Une présence précieuse
Au fil des jours, un lien se tisse. Je parle régulièrement avec le fils de Mr D, qui organise les rendez-vous. Je prends des nouvelles. On parle de l’évolution, des émotions, du quotidien.
J’essaie d’apporter un peu de légèreté, à ma manière.
Il y a quelque chose de profondément humain qui se passe, dans le silence, dans les regards, dans les gestes.
Mr D continue de parler de moi à tout le monde. Je suis touchée.
Il organise son propre enterrement, choisit une chanteuse, raconte sa vie à sa famille, reçoit des lettres, des emails de presque toutes les personnes qu’il a connues.
Et avec tout ça, il prend tout de même le temps de parler de moi.
Le jour où tout a failli s’arrêter
On avait prévu un rendez-vous.
Mais ce jour-là, je reçois un message : son cathéter s’est délogé.
Le 7e jour depuis son retour à la maison…
Ils essaient de le remettre, appellent l’infirmière… puis plus de nouvelles pendant plusieurs heures.
C’est long. Je me suis attachée à cette famille, et je ne sais pas ce qu’il se passe.
Finalement, un message m’annonce que tout est rentré dans l’ordre.
Mr D ira à l’hôpital le lendemain matin, pour s’assurer que tout va bien côté matériel.
Retour à la maison
Deux jours plus tard, je reviens.
On discute avec la famille, ils me racontent les aventures des deux derniers jours.
Le cathéter a « explosé »…
C’était un cathéter provisoire, posé pour une durée très courte – maximum une semaine – car on avait estimé que Mr D vivrait encore 3 à 5 jours en rentrant à la maison.
Mais il est toujours là.
Et on reprend notre rythme.
Quelque chose a changé.
Les pieds de Mr D sont différents.
La peau est plus claire, il n’y a presque plus de bleus.
La souplesse revient.
La vie qui revient doucement
Il se détend pendant les soins.
Parfois, il s’endort. Je le vois rêver, ou vivre dans un autre monde. Il semble ailleurs.
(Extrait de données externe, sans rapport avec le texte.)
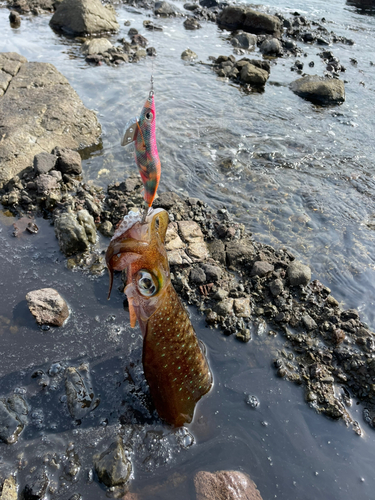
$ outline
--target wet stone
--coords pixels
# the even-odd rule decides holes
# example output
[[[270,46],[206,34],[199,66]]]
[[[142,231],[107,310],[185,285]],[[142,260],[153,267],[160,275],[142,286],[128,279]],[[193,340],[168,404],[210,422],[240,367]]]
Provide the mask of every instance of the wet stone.
[[[283,53],[282,45],[277,38],[264,40],[259,50],[265,56],[281,56]]]
[[[68,148],[55,148],[52,153],[58,156],[56,168],[62,174],[80,175],[82,173],[82,160],[77,151]]]
[[[60,250],[67,256],[84,252],[89,247],[85,229],[74,213],[63,213],[55,219],[55,234]]]
[[[309,314],[304,314],[302,316],[302,323],[307,331],[314,330],[318,326]]]
[[[280,293],[284,290],[284,284],[281,279],[276,279],[271,281],[270,283],[270,291],[274,297],[280,295]]]
[[[226,244],[226,257],[229,266],[247,263],[255,257],[255,249],[250,241],[231,241]]]
[[[251,276],[259,276],[260,278],[264,278],[267,274],[272,273],[274,270],[274,266],[269,262],[258,260],[254,262],[253,268],[251,270]]]
[[[41,500],[47,491],[48,483],[48,476],[44,471],[37,473],[25,485],[24,500]]]
[[[257,46],[257,37],[256,35],[240,31],[239,33],[236,33],[236,35],[234,35],[231,40],[231,44],[234,47],[239,47],[241,49],[254,50]]]
[[[109,222],[109,220],[104,221],[102,224],[100,224],[99,231],[102,233],[103,236],[106,236],[107,238],[112,238],[114,234],[114,228],[112,222]]]
[[[206,274],[206,279],[208,282],[216,282],[218,281],[223,271],[218,266],[213,266],[212,264],[202,264],[202,269]]]
[[[292,286],[307,285],[311,280],[311,269],[302,262],[294,260],[288,266],[287,276]]]
[[[0,399],[0,441],[15,443],[27,423],[28,408],[18,394]]]
[[[238,471],[200,471],[194,477],[196,500],[262,500],[255,483]]]
[[[196,285],[202,285],[206,282],[206,274],[200,267],[193,267],[193,269],[190,271],[189,279]]]
[[[187,30],[198,30],[199,28],[201,28],[202,26],[198,23],[198,21],[196,19],[194,19],[193,17],[188,17],[185,21],[184,21],[184,28],[187,29]]]
[[[225,264],[225,245],[221,240],[213,240],[208,244],[208,248],[214,260],[220,264]]]
[[[33,290],[26,294],[27,305],[40,325],[62,326],[69,317],[65,300],[53,288]]]
[[[36,174],[47,174],[55,168],[57,157],[49,153],[39,153],[34,156],[34,172]]]
[[[239,318],[249,318],[251,315],[250,299],[234,299],[234,312]]]
[[[227,316],[233,312],[233,299],[224,299],[216,304],[215,311],[219,316]]]
[[[120,439],[103,453],[94,455],[93,461],[99,481],[106,486],[122,486],[128,481],[132,465]]]
[[[85,364],[79,368],[66,368],[65,391],[69,413],[76,420],[82,419],[99,404],[99,400],[94,401],[89,369]]]
[[[38,194],[47,194],[55,189],[57,189],[57,180],[48,174],[39,175],[36,179],[36,187]]]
D’autres fois, on papote un peu avant ou après la séance.
Son fils me demande s’il peut, lui aussi, avoir une séance.
Puis sa fille me parle des soucis de digestion de son fils, et me propose peut-être d’organiser un rendez-vous pour lui aussi.
Je sens que je fais un peu partie du décor, maintenant.
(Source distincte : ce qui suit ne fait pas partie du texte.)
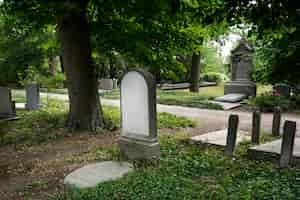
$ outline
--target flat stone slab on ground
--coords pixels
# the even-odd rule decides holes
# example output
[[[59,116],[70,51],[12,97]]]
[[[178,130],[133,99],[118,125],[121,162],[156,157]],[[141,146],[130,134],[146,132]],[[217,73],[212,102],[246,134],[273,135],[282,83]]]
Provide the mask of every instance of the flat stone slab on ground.
[[[163,83],[160,85],[161,90],[177,90],[177,89],[188,89],[190,87],[190,83]],[[199,87],[209,87],[216,86],[216,82],[201,82],[199,83]]]
[[[237,108],[241,106],[240,103],[229,103],[229,102],[221,102],[221,101],[209,101],[209,102],[222,106],[224,110],[231,110],[233,108]]]
[[[247,95],[245,95],[245,94],[232,93],[232,94],[226,94],[221,97],[216,97],[215,101],[236,103],[236,102],[240,102],[246,98],[247,98]]]
[[[203,144],[212,144],[217,146],[226,146],[227,129],[209,132],[203,135],[197,135],[191,138],[193,142],[200,142]],[[237,144],[244,140],[250,140],[250,136],[244,131],[239,131],[236,139]]]
[[[265,144],[257,145],[249,149],[249,154],[252,158],[274,157],[279,158],[281,152],[281,139],[274,140]],[[300,164],[300,138],[295,138],[293,160]]]
[[[86,165],[69,174],[64,183],[77,188],[95,187],[97,184],[122,178],[133,171],[127,162],[104,161]]]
Avec douceur. Avec respect.
La famille décide d’organiser une petite fête pour célébrer les deux semaines passées à la maison.
Peu importe le temps qu’il reste : ils veulent vivre pleinement chaque jour.
Et puis, l’inattendu…
Le médecin passe. Il ausculte Mr D.
Et il annonce que son état s’améliore.
Oui, s’améliore.
Mr D célèbre cette nouvelle à sa manière : il chante à tue-tête
« Staying alive » des Bee Gees.
Et pas qu’une fois !
Personne ne le dit à voix haute, mais… il n’est plus considéré comme en soins palliatifs.
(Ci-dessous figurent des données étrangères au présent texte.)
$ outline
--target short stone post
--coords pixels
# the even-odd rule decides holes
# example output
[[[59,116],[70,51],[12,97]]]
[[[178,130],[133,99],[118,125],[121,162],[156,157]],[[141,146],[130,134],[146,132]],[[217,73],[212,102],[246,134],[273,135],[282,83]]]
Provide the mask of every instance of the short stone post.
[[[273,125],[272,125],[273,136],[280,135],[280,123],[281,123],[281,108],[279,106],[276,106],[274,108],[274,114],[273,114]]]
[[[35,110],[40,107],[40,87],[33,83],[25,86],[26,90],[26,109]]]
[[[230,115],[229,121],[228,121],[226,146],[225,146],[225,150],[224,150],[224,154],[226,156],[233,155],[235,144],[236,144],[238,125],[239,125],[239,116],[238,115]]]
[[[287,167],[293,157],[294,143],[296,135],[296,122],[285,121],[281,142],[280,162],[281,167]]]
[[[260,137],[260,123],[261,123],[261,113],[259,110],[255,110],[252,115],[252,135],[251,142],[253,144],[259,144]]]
Il est désormais hospitalisé à domicile.
Ce que cette expérience m’a appris
J’ai été bouleversée par ce que j’ai vécu.
Touchée par la force de cette famille, leur bienveillance, leur énergie.
Il n’y a pas une cause unique à cette amélioration.
Mais je crois profondément que tout a compté :
★ une volonté de vivre et un peu d’entêtement,
★ le retour chez soi,
★ la chaleur du soleil,
★ les oiseaux et les bruits de la nature,
★ le soutien inconditionnel de ses proches,
et oui, peut-être aussi… mes soins, mes mains, ma présence.
Je suis heureuse d’avoir pu accompagner à ma manière.
Il y a parfois une magie qui s’opère quand plusieurs éléments se réunissent parfaitement.
Attention toutefois : nous sommes tous conscients que cette nouvelle phase est fragile, que les choses peuvent encore changer…
Mais l’optimisme est une bien meilleure vision.
Je continue de voir Mr D.
Nous allons espacer un peu les rendez-vous, car maintenant, il commence la rééducation.
Ramener du mouvement dans sa vie, retrouver petit à petit une forme d’autonomie, et – croisons les doigts – pourquoi pas, retrouver un peu de la vitalité d’avant.
Pour bouger à nouveau.
Pour vivre, encore un peu plus.
Cette expérience m’a marquée.
Elle m’a rappelé à quel point nous sommes tissés les uns aux autres,
combien la présence, la bienveillance, les petits gestes comptent.
Elle m’a soufflé qu’il n’est jamais trop tard pour que quelque chose de beau surgisse,
même dans les endroits les plus inattendus.
Il y a des présences qui transforment.
Des silences qui apaisent.
Des liens qui naissent là où la vie semblait vouloir s’arrêter.
Et parfois, un souffle, une main, un chant…
peuvent redonner envie de rester un peu plus longtemps.